Rock in a Hard Place 

Deep inside the local scene

THEY WERE the Naked Barbie Dolls, then the Naked Barbies, then the Vagabond Lovers, and now they're the Naked Barbies again. The national debut that occasioned the name change didn't pan out as hoped, and the band reckons it can comfortably return to life beneath Mattell's powerful corporate radar. "I just never really got used to that Vagabond Lovers name," singer Patty Spiglanin says in an e-mail. "I don't think anybody did." The Barbies have also decided that going through lead guitarists like raspberry jam is more trouble than it's worth, and are simply going without, leaving the slot open for ex-Barbie and current Counting Crow Dave Vickery when he's in town. Catch the totally reborn Barbies at Albany's Club Muse this Saturday.
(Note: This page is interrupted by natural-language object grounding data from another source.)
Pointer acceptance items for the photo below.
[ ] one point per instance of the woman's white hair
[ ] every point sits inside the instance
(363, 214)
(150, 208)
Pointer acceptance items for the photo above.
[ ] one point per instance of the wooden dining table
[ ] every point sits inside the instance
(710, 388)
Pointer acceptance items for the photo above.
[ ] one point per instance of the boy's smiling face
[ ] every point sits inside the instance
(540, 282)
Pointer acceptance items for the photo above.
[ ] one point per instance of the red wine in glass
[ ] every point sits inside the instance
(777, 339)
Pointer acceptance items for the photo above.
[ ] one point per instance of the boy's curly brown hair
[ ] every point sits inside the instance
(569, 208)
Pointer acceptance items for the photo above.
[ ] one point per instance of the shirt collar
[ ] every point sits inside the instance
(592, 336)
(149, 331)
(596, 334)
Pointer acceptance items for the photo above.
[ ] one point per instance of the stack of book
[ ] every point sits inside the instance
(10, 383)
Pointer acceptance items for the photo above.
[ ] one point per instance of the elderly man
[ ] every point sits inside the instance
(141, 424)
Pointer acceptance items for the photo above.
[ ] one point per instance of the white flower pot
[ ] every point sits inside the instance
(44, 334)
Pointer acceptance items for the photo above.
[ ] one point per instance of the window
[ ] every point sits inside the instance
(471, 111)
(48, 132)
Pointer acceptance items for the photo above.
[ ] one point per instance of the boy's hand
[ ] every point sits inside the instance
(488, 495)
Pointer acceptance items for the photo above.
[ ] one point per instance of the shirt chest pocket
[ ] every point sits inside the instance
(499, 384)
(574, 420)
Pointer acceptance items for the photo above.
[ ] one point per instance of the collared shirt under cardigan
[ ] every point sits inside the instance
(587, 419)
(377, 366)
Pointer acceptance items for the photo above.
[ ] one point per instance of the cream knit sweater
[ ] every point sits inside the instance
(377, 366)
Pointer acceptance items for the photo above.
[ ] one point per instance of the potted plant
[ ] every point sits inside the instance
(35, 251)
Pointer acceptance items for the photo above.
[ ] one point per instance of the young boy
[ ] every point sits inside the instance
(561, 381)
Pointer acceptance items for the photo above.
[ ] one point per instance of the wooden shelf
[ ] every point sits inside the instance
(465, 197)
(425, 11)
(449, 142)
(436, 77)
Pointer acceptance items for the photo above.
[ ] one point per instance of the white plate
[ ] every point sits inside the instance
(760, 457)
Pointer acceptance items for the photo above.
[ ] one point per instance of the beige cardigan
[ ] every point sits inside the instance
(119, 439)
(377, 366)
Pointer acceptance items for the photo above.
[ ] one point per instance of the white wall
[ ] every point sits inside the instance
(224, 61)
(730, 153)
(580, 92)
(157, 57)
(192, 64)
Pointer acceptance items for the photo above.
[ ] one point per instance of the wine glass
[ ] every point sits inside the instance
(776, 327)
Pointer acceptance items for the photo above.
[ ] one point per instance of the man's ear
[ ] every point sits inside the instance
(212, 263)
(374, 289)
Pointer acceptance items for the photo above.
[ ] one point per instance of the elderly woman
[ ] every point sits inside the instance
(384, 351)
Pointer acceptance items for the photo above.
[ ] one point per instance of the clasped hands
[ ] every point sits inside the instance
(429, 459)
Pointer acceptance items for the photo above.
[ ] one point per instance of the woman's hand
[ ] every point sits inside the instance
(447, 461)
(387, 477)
I first saw Train open for the Barbies back in 1995, playing mainstream, borderline rootsy rock that was a lot like stuff I was hearing on the radio--and playing it well. I remember writing breathlessly--a 24-year-old budding journo grasping at the obvious superlative--"It seems safe to say that this Train is bound for glory."
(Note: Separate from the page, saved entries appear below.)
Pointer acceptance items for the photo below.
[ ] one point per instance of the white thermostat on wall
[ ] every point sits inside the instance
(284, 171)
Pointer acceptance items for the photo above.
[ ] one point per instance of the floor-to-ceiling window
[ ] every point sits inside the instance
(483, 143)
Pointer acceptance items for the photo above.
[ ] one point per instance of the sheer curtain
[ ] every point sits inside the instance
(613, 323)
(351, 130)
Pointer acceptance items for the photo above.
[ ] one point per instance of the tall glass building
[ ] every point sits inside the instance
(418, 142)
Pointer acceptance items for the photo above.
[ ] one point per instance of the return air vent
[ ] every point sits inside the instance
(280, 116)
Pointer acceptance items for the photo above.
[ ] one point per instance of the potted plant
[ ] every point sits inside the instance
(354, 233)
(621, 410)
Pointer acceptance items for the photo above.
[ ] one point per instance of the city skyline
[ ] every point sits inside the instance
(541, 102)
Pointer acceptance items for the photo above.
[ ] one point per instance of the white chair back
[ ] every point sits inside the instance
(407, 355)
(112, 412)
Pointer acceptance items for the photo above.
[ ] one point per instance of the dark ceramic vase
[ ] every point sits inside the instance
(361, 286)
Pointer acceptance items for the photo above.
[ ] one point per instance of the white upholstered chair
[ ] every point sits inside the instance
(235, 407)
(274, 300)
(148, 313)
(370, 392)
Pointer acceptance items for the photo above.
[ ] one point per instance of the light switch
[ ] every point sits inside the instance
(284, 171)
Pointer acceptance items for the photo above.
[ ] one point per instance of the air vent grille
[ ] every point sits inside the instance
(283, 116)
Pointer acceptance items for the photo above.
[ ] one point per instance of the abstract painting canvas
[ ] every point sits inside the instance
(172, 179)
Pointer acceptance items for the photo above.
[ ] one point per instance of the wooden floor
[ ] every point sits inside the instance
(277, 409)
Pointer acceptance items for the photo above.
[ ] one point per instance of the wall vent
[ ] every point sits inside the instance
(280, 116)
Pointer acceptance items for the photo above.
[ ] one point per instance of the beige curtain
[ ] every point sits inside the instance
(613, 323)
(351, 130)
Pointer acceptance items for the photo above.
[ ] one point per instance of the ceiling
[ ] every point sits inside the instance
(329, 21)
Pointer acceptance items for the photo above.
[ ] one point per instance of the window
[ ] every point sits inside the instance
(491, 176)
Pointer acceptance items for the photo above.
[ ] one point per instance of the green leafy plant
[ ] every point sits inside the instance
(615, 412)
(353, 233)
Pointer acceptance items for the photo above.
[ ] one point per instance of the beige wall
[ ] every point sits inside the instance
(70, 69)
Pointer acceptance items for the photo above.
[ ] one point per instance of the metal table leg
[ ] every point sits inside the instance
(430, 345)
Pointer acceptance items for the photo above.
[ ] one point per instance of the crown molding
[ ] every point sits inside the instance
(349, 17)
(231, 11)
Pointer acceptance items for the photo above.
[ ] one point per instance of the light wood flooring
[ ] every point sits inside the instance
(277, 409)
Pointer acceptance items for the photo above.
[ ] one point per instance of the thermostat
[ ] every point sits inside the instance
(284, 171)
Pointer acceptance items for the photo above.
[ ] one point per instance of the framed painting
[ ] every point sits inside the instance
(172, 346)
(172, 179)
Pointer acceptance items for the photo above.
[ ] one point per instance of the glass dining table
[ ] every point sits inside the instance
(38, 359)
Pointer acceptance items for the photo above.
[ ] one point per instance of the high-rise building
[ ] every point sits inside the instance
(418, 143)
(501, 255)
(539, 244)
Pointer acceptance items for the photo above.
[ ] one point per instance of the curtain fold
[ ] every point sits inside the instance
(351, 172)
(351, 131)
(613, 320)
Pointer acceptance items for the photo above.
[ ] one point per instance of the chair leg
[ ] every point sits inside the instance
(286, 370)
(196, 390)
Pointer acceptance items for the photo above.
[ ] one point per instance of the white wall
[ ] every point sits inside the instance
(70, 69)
Six years later, Train is doing all right for itself, with a sold-out show Saturday at the Warfield and an immaculately-produced second album out on Columbia Records. Though Drops of Jupiter doesn't really have the highs of Train's '96 self-titled, self-produced debut--the singles, in other words, which is all the industry really cares about--other than that it's got it all. There's soulful, moany, manly vocals; shimmery and/or wocka-wocka guitar; rattling tambourines; power chords and burbles and jangles (oh my!); and all that good stuff. You got your piano, your string section, your sanitized Dylanesque intonation. "Let It Roll" sounds like a mellower version of the first album's "I Am," with rootsy vocals in that same insistent cadence and slide guitar a-moanin'. It's the least "alternative" thing I've heard in a while, and yet pretty pleasing stuff.


MUSICAL MAN-ABOUT-TOWN Tommy Carns has long hosted singer-songwriter nights at Cato's and is now rumored to have something going on the second Sunday of each month at Beckett's in Berkeley. His new disc Get Up and Fall Down has a bit of the folk one might expect from a singer-songwriter dude ("Cul de Sac," "Patchwork Dress"), but there's a lot more here than that. You can hear touches of playful downtown jazz in "Tweezer," echoes of the Beatles' "Don't Let Me Down" in "One of Me," Jonathan Richman in "Thrown Away," country and Irish folk in "Should've Listened to You," and rockabilly in "Roadkill." The tweaked title track sounds like a very drunk Elvis Costello backed by Tom Waits' band, with besotted horns, percussive guitar, and syrupy backup vocals. Carns celebrates the CD at Blake's this Sunday, and his former performing partner Lisabell's band Soultree is also having a CD release thang this weekend, Friday at the Starry Plough.